Helen piscou, atônita. "Eu? A Rainha do Mal? Imaculada?"
"O que você representa para o mundo não me importa. O trabalho sujo, o sangue nas mãos... essa é a minha função." Timothy levou a mão dela aos lábios, depositando um beijo terno sobre os nós dos seus dedos.
Ao baixar o olhar, um brilho gélido e perigoso perpassou suas íris antes que ele conseguisse mascará-lo.
Francis Roffe...
A forma como ele cobiçara Helen com o olhar fora asquerosa.
Fazia o sangue de Timothy ferver em um instinto primitivo de arrancar os olhos daquele homem.
Ele tinha consciência, logicamente, de que Francis jamais chegaria a três metros de Helen se ela não o permitisse.
Contudo, a fúria possessiva e volátil que borbulhava em seu peito era uma fera que ele não conseguia domar por completo.
"Ciúmes?"
Helen não precisava ver o rosto dele.
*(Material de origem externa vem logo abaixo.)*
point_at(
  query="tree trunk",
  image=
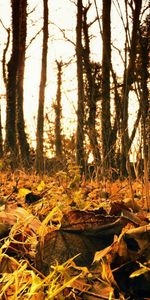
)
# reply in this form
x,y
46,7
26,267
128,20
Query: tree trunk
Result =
x,y
128,81
58,109
22,138
106,64
11,136
91,93
40,118
80,108
1,137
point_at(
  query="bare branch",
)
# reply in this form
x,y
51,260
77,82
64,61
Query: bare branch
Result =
x,y
64,34
32,40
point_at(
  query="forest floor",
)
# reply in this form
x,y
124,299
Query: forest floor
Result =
x,y
66,238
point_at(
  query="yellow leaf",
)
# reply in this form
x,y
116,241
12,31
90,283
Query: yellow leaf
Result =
x,y
139,272
41,186
23,192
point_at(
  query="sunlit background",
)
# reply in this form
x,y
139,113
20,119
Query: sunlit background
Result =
x,y
62,16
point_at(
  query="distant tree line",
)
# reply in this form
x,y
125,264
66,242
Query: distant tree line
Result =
x,y
99,132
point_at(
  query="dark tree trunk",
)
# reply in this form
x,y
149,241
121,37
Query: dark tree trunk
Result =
x,y
80,108
128,81
145,101
91,92
22,138
1,137
40,118
11,136
106,64
58,111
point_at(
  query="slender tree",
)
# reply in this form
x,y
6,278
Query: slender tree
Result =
x,y
11,133
80,108
40,118
128,80
1,137
22,138
106,64
91,90
58,111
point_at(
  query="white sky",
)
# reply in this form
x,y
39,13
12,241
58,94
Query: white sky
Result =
x,y
62,13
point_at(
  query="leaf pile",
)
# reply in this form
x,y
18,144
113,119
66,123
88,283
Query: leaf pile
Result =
x,y
62,238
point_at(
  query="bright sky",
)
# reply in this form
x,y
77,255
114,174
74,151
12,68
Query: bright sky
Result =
x,y
61,13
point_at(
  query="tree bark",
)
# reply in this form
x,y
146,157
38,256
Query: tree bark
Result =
x,y
40,118
80,108
128,81
58,110
11,134
1,137
91,92
22,138
106,64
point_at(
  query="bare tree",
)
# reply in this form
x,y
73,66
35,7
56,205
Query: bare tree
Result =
x,y
127,83
106,64
58,111
80,109
40,118
22,138
1,137
11,133
91,90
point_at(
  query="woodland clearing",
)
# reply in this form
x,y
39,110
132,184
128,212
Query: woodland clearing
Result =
x,y
62,237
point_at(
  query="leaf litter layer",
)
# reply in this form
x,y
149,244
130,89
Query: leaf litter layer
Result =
x,y
64,238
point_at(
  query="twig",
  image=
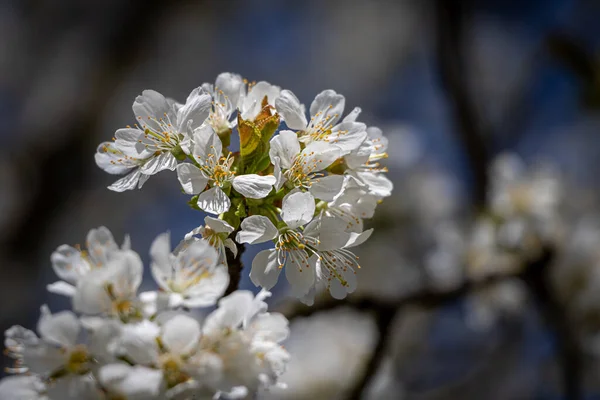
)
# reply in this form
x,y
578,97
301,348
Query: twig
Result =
x,y
425,298
234,267
554,314
385,319
470,130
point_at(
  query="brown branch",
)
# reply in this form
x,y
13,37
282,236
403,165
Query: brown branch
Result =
x,y
425,298
63,169
555,317
534,274
452,70
385,319
234,267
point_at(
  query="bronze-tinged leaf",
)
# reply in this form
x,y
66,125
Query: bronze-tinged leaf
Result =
x,y
249,136
267,127
265,111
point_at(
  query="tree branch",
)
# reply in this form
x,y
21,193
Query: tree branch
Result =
x,y
534,275
385,319
234,267
554,314
452,70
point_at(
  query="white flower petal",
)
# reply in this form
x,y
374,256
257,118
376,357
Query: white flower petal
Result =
x,y
62,288
91,296
112,159
348,136
191,178
206,144
214,201
279,177
133,382
218,225
137,341
22,387
319,155
181,334
265,269
329,105
254,186
272,327
165,160
101,245
290,109
285,146
352,115
160,253
378,184
298,209
232,86
61,328
300,277
195,110
230,244
256,229
128,182
327,188
150,107
209,289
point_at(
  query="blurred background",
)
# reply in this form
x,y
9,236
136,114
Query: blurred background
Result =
x,y
456,298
A aura sombria e densa que ele emanava era quase palpável.
Aquele homem estava longe de estar satisfeito.
"Absolutamente", admitiu Timothy sem hesitar, virando o rosto para se aninhar na palma da mão dela.
Sua fisionomia, geralmente uma obra-prima de beleza fria e aristocrática, agora carregava a expressão de um filhote ferido, como um cão de grande porte desolado. "Você não vai me deixar, vai, Helen?"
Aquele rosto diabolicamente belo, aliado a olhos tão melancólicos, criava um efeito estranhamente cativante, quase pueril.
Divertida, Helen estendeu a mão e afagou os cabelos macios dele. "Se você se comportar, é claro que não te deixarei."
Os olhos cintilantes de determinação de Timothy se enrugaram nos cantos enquanto ele inclinava a cabeça para trás, trazendo seu rosto a uma proximidade íntima do dela.
"Eu sou muito bem-comportado."
Seus lábios se curvaram em um sorriso enquanto ele fechava os olhos lentamente. "Então... você poderia me conceder um beijo como recompensa?"
Helen lutou contra o impulso instintivo de lhe dar um tapa.
Ela encarou o rosto dele, tão perto que conseguia distinguir os tênues fragmentos dourados em suas íris.
Com os olhos cerrados e aquele sorriso suave, a habitual aura de predador sedutor havia se dissipado, dando lugar a uma serenidade surpreendente.
A luz da manhã trespassava a janela do carro, criando um halo dourado ao redor dele, conferindo-lhe uma aparência quase etérea.
Suas longas pestanas tremeram.
Helen sorriu.
Inclinou-se devagar, selando os lábios dele em um beijo breve.
Considere isso...
Uma recompensa pelo seu bom comportamento recente.
Ela se afastou e bagunçou os cabelos dele novamente.
Eram incrivelmente macios, uma textura que implorava para ser tocada repetidas vezes.
"Momento perfeito. Tenho uma tarefa para você. Talvez ajude a dissipar esse ciúme do seu cérebro."